A few days ago, I finally took delivery of the new M12Ve. It looks good. As soon as I could get to it, I put it in my table and adjusted on the jointing fence. Works great. The start is smooth and clean. Next project is to cut some dadoes and mortises in a set of bookshelves I'm building. Can't wait because using it is fun.


----------



## Mike (Nov 22, 2004)

And it is a good value for the $194 price tag in the US.


----------



## reuelt (Dec 29, 2008)

*I just fixed my M12V - the power switch just need cleaning*

My Hitachi M12V have been left unused for some time and yesterday wouldn't start.

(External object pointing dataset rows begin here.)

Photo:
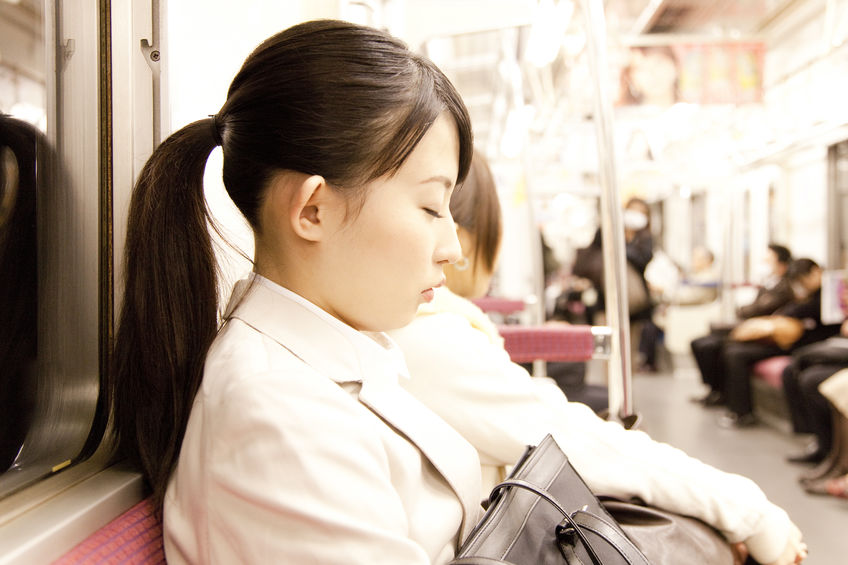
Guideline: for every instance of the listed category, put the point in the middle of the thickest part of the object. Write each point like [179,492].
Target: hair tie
[216,130]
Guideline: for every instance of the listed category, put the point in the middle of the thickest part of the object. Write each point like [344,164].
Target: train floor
[759,453]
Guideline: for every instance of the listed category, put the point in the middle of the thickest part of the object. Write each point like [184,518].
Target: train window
[51,278]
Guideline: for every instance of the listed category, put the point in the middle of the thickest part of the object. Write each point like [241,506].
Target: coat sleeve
[300,476]
[500,409]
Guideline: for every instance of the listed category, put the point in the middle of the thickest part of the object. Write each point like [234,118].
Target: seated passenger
[460,370]
[282,436]
[808,408]
[708,350]
[833,473]
[793,326]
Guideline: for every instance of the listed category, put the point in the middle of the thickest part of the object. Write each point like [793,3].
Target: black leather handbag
[544,514]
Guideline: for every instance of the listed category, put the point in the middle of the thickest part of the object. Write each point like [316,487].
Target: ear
[313,208]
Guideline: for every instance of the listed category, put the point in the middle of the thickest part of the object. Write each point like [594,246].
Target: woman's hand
[795,551]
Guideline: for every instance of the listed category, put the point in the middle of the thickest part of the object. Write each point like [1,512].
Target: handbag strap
[542,493]
[581,520]
[611,535]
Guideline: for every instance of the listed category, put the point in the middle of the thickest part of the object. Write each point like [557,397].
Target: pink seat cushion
[771,370]
[549,343]
[134,537]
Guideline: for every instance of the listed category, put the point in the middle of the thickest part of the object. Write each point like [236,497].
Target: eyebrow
[440,179]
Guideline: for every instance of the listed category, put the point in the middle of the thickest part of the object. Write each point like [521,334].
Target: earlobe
[307,214]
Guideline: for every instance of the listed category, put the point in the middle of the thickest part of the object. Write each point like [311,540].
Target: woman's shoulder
[245,363]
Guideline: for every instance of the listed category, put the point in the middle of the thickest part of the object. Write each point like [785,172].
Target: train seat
[767,388]
[770,370]
[553,342]
[133,538]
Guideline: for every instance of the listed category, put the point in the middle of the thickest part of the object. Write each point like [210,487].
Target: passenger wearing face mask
[775,293]
[795,325]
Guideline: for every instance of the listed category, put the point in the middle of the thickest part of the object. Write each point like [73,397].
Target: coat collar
[373,361]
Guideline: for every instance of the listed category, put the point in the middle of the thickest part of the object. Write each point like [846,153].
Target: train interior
[727,118]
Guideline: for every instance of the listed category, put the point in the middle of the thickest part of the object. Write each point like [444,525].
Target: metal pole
[612,229]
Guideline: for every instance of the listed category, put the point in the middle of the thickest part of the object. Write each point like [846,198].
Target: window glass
[49,245]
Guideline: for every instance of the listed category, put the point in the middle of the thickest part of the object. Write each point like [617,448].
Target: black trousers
[708,352]
[809,409]
[739,358]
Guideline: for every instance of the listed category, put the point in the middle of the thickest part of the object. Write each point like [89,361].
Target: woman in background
[460,370]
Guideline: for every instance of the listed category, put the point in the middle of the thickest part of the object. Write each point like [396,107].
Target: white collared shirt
[302,448]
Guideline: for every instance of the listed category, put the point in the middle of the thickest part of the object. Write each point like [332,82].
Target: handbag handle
[580,520]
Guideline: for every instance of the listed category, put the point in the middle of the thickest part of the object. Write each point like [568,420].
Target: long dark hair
[475,206]
[24,164]
[326,97]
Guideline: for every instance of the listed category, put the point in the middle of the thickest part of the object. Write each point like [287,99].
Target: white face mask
[635,220]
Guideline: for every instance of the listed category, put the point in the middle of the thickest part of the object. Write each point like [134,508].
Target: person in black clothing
[792,327]
[708,350]
[808,408]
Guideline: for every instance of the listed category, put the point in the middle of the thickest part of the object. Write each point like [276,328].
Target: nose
[448,250]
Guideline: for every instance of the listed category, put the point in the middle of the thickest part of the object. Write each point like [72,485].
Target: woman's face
[392,254]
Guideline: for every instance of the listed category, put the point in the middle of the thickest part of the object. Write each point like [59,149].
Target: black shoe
[732,420]
[710,400]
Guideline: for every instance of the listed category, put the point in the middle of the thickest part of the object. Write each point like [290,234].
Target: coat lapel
[309,334]
[454,458]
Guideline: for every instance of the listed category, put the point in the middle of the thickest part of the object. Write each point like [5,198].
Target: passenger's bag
[544,514]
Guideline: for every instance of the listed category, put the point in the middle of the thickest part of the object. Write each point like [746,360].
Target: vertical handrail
[612,229]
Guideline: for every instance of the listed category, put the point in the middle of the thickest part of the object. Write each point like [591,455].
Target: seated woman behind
[460,370]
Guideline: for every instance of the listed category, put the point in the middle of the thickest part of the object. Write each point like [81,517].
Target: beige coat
[302,448]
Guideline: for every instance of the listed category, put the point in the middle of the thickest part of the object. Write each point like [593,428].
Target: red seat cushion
[771,370]
[552,342]
[134,537]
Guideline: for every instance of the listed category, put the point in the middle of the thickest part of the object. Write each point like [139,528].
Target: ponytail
[170,306]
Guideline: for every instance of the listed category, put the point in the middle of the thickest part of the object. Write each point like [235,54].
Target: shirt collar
[310,333]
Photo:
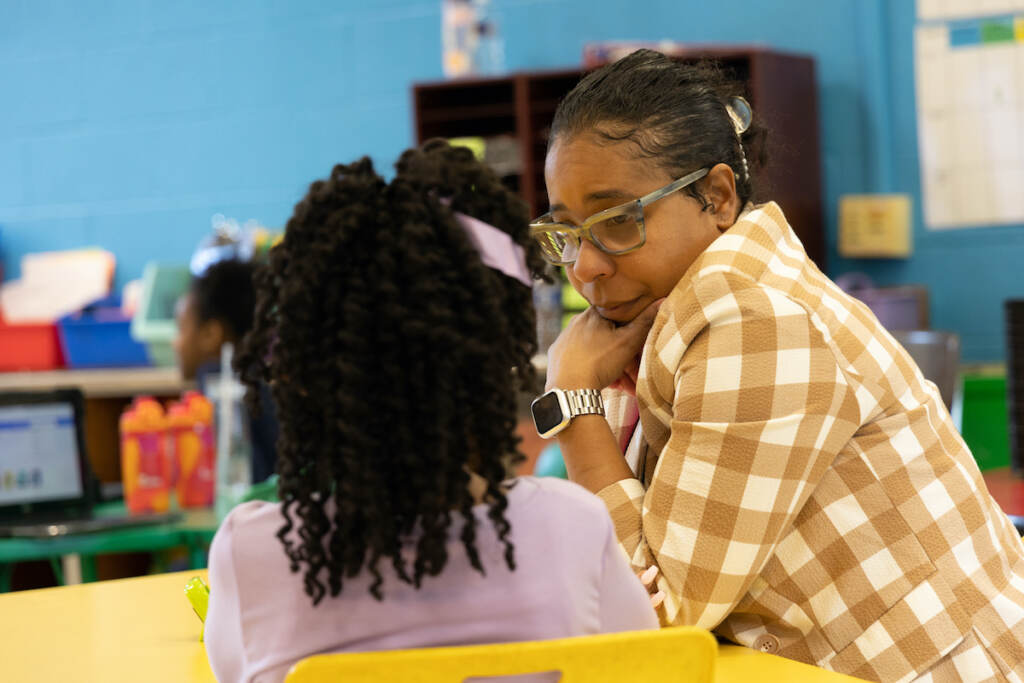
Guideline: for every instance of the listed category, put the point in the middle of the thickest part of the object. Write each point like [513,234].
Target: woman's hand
[592,352]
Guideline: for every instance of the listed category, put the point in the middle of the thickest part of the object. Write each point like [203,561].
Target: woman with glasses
[754,432]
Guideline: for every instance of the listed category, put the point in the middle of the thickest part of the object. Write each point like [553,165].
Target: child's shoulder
[249,519]
[561,494]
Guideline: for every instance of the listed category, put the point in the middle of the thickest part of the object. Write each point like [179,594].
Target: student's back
[395,330]
[569,581]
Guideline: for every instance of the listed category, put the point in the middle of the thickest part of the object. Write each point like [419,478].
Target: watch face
[547,413]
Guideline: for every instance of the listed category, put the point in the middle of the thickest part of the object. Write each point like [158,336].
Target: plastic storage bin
[154,324]
[100,337]
[32,346]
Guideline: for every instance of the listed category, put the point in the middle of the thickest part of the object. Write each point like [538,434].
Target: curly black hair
[394,357]
[673,112]
[224,293]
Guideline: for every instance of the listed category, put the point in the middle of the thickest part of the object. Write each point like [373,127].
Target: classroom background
[128,126]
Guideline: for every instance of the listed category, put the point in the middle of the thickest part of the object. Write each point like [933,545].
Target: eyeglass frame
[583,230]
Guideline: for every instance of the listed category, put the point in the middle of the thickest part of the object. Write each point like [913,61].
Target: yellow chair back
[679,653]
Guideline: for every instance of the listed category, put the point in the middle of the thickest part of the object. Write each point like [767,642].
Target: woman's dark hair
[224,293]
[394,357]
[674,113]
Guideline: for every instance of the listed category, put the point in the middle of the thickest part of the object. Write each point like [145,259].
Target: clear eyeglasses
[615,230]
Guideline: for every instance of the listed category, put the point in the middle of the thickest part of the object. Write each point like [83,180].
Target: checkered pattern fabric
[801,485]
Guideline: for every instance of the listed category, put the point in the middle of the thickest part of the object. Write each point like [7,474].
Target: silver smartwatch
[554,411]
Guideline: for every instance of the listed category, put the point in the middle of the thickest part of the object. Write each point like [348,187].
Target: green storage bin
[154,324]
[984,423]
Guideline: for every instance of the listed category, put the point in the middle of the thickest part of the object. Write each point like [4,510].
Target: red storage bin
[32,346]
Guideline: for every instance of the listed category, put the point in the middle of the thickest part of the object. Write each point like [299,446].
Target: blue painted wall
[969,272]
[127,124]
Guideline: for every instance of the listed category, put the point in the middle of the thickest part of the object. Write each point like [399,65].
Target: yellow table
[143,630]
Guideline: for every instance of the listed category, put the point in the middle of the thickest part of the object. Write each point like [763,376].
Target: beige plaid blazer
[801,485]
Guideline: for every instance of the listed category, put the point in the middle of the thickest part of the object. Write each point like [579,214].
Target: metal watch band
[585,401]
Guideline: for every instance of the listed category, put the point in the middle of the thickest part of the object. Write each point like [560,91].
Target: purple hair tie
[497,248]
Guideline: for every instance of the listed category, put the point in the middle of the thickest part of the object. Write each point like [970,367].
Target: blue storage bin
[99,336]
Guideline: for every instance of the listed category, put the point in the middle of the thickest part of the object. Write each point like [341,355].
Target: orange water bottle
[144,467]
[190,424]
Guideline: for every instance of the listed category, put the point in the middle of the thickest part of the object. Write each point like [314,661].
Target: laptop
[46,485]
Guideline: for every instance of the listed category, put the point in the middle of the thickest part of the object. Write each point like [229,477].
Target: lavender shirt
[571,579]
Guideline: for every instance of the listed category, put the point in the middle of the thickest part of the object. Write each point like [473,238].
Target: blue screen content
[38,454]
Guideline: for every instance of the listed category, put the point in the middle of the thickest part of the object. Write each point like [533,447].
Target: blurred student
[394,325]
[218,309]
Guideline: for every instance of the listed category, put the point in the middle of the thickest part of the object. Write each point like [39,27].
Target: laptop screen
[39,459]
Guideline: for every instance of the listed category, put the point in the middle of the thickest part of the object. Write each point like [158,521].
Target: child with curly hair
[395,329]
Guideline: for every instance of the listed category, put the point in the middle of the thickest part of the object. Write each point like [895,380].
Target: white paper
[55,284]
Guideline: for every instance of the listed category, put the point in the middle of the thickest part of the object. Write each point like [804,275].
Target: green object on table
[199,597]
[264,491]
[550,463]
[984,424]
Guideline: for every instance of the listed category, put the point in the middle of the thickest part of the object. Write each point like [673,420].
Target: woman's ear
[720,190]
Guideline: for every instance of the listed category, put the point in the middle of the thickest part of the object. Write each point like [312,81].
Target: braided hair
[394,357]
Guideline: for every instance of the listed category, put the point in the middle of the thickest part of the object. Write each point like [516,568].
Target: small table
[1008,489]
[143,630]
[78,551]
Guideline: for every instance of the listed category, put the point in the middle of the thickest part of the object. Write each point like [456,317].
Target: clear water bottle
[548,304]
[233,441]
[458,37]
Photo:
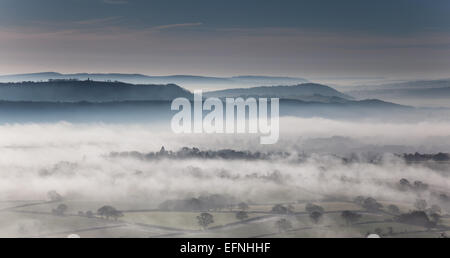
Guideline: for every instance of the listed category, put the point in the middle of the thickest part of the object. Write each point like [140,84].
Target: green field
[35,219]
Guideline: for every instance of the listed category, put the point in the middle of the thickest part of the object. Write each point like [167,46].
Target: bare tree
[241,215]
[283,225]
[315,216]
[243,206]
[60,210]
[350,217]
[205,219]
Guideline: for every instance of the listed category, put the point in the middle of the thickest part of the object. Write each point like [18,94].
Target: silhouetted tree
[421,205]
[350,217]
[359,200]
[418,218]
[60,210]
[243,206]
[205,219]
[283,225]
[393,209]
[53,196]
[436,218]
[241,215]
[315,216]
[89,214]
[371,204]
[435,209]
[280,209]
[109,212]
[312,208]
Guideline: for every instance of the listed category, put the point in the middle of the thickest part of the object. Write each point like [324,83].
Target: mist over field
[74,160]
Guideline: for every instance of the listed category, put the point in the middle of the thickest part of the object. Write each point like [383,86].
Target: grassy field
[34,219]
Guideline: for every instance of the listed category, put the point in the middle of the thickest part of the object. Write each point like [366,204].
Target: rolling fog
[74,160]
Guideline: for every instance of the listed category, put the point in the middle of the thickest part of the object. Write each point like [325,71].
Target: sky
[303,38]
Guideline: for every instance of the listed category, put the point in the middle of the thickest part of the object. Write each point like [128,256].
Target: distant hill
[183,80]
[92,91]
[306,91]
[427,93]
[150,111]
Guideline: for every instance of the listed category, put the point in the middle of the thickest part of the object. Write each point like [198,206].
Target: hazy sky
[229,37]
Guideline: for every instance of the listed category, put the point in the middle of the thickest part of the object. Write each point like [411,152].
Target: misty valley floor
[338,165]
[32,219]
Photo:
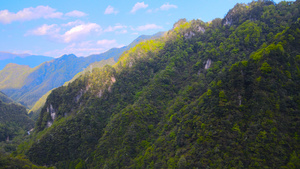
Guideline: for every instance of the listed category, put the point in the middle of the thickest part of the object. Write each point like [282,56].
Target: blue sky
[84,27]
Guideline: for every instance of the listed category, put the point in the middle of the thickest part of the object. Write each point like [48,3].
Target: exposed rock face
[77,98]
[208,63]
[200,29]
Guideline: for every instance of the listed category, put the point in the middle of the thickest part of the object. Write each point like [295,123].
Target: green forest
[218,94]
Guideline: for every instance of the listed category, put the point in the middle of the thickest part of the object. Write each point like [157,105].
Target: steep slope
[206,95]
[14,76]
[36,109]
[26,85]
[5,98]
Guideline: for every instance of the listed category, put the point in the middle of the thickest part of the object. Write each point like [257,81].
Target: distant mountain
[26,85]
[36,109]
[5,98]
[22,59]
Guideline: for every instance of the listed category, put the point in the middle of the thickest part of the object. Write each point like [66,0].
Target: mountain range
[26,85]
[22,59]
[222,94]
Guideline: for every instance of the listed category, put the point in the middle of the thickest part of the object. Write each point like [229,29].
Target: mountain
[22,59]
[36,109]
[223,94]
[5,98]
[13,119]
[26,85]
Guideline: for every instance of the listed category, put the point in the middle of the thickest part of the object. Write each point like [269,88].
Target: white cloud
[110,10]
[164,7]
[76,13]
[76,33]
[137,6]
[80,31]
[27,14]
[106,42]
[147,27]
[73,23]
[167,6]
[86,48]
[114,28]
[122,32]
[44,30]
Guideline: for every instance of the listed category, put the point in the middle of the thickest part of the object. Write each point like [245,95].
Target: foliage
[163,106]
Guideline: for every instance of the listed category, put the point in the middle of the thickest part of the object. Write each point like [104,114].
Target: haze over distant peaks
[22,59]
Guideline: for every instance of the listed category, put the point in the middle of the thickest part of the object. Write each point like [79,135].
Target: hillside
[223,94]
[5,98]
[14,120]
[29,60]
[27,85]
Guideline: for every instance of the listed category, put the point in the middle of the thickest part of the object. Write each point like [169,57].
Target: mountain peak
[67,56]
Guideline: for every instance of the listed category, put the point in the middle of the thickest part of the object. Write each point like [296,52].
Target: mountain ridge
[222,96]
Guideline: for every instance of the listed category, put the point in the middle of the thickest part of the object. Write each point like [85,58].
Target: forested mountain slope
[206,95]
[27,85]
[14,120]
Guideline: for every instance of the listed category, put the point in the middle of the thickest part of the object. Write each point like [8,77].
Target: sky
[84,27]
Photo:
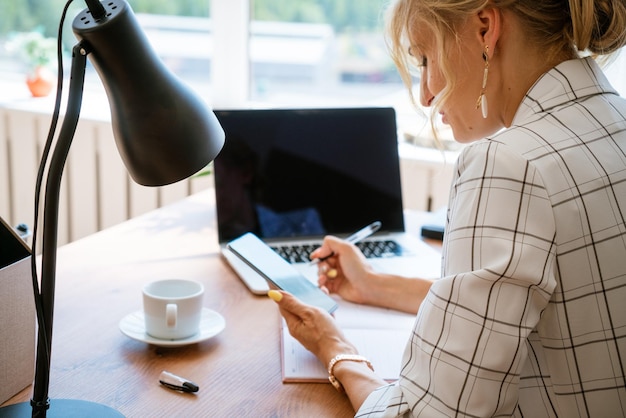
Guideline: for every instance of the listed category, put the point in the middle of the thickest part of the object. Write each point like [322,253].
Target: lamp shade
[163,130]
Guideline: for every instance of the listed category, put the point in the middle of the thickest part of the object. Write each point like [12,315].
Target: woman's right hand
[346,273]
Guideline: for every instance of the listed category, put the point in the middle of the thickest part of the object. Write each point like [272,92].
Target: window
[239,53]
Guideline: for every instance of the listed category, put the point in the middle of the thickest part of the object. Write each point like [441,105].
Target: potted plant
[39,54]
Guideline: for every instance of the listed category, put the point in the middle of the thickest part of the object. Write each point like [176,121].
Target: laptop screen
[307,172]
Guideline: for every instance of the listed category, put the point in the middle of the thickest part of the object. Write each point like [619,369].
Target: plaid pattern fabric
[529,318]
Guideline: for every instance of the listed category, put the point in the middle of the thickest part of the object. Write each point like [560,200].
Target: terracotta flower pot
[41,82]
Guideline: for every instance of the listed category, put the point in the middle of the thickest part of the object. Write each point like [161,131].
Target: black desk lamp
[163,132]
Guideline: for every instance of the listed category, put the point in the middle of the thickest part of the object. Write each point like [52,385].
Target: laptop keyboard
[371,249]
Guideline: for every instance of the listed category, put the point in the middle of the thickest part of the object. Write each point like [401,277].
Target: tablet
[275,269]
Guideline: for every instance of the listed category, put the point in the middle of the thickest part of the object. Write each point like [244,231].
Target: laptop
[292,176]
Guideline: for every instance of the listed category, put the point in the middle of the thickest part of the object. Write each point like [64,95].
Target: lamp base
[62,408]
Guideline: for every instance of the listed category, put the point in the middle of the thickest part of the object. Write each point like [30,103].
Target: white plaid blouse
[529,318]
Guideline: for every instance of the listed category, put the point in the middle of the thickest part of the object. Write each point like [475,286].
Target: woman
[529,317]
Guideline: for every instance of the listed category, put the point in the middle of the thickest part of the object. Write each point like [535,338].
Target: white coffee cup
[172,308]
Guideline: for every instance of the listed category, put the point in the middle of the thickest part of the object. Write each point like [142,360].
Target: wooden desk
[99,281]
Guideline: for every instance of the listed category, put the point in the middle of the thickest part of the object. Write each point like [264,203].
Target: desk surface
[99,281]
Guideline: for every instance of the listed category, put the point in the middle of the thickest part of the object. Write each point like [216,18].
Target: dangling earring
[482,99]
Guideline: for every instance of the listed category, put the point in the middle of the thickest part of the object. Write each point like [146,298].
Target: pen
[171,381]
[359,235]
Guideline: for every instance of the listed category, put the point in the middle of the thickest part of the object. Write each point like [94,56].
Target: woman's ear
[490,27]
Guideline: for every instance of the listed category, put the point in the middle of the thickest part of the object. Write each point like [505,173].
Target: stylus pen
[359,235]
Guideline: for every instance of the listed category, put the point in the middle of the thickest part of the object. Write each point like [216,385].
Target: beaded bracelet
[344,357]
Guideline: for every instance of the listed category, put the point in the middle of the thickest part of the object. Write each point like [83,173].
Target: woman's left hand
[315,328]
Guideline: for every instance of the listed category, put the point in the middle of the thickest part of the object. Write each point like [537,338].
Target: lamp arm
[40,402]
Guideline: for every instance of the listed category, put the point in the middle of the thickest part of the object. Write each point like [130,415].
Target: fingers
[325,269]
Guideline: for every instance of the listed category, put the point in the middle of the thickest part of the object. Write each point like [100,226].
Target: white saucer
[211,324]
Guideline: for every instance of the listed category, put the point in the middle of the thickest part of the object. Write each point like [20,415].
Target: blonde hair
[596,27]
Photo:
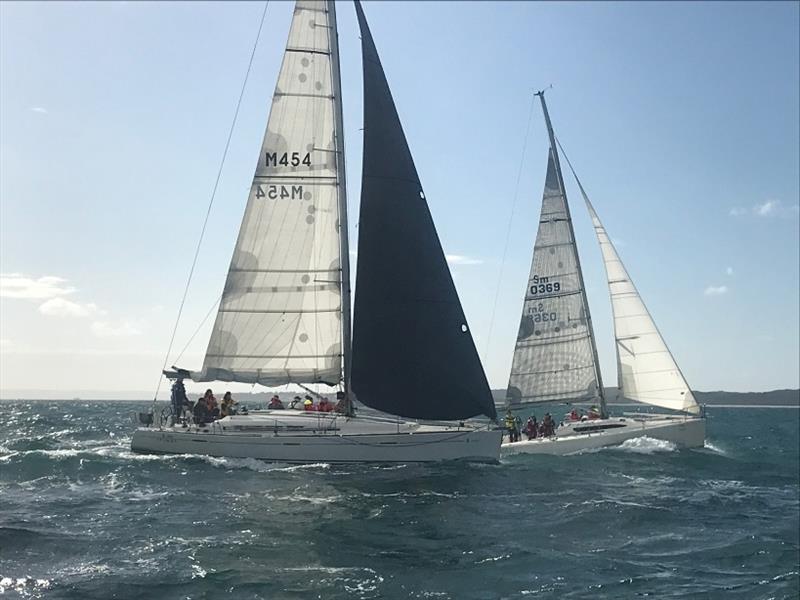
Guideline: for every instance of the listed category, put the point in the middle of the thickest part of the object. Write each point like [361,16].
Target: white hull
[684,432]
[297,437]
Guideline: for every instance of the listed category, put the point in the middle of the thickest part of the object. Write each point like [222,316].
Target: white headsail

I just removed the power switch cleaned off the dust and tested. It's a double pole double throw switch and only one side is working.
Opened up the switch cleaned contacts with a fiber glass brush and removed some hardened grease at the pivot. Reassembled and my M12V works like new.

Spares are still available in Australia at Tool Spare Parts
New switch cost AUD$50
New Variable speed controller cost AUD$125
(New Hitachi M12VE cost about AUD$525)

But I have just spent $0.

Hope this post will help some others.


----------



## Botelho007 (Sep 23, 2012)

Reuel

Thank you for the information.


----------



## reuelt (Dec 29, 2008)

reuelt said:


> My Hitachi M12V have been left unused for some time and yesterday wouldn't start.
> 
> I just removed the power switch cleaned off the dust and tested. It's a double pole double throw switch and only one side is working.
> Opened up the switch cleaned contacts with a fiber glass brush and removed some hardened grease at the pivot. Reassembled and my M12V works like new.
> ...



UPDATE
My M12V variable speed controller finally really failed. I had to order the spare CONTROLLER CIRCUIT 220V-240V. Unfortunately price has gone up to AUD$173 inclusive of TAX and freight. Lucky I can still get it and my M12V is working perfectly again.


----------



## DaninVan (Jan 1, 2012)

!!!....you could almost buy a new router for that.


----------



## jw2170 (Jan 24, 2008)

DaninVan said:


> !!!....you could almost buy a new router for that.


Not in Australia,Danny Boy, not in Australia......LOL.:wink:


----------



## DaninVan (Jan 1, 2012)

?!...Wait...aren't you closer to China/Japan than we are?


----------



## reuelt (Dec 29, 2008)

DaninVan said:


> !!!....you could almost buy a new router for that.


I did check - spend $173 or pay AU $518.00 incl Tax excluding freight for a new Hitachi M12VE 

Then I will need to rebuy the optional height adjuster + all the accessories that I already have such as the dust chute and the optional trimmer guide.
Guide bushes fortunately will be compatible.


I have another GMC 2400W 3HP router but the accuracy cannot match my M12V


----------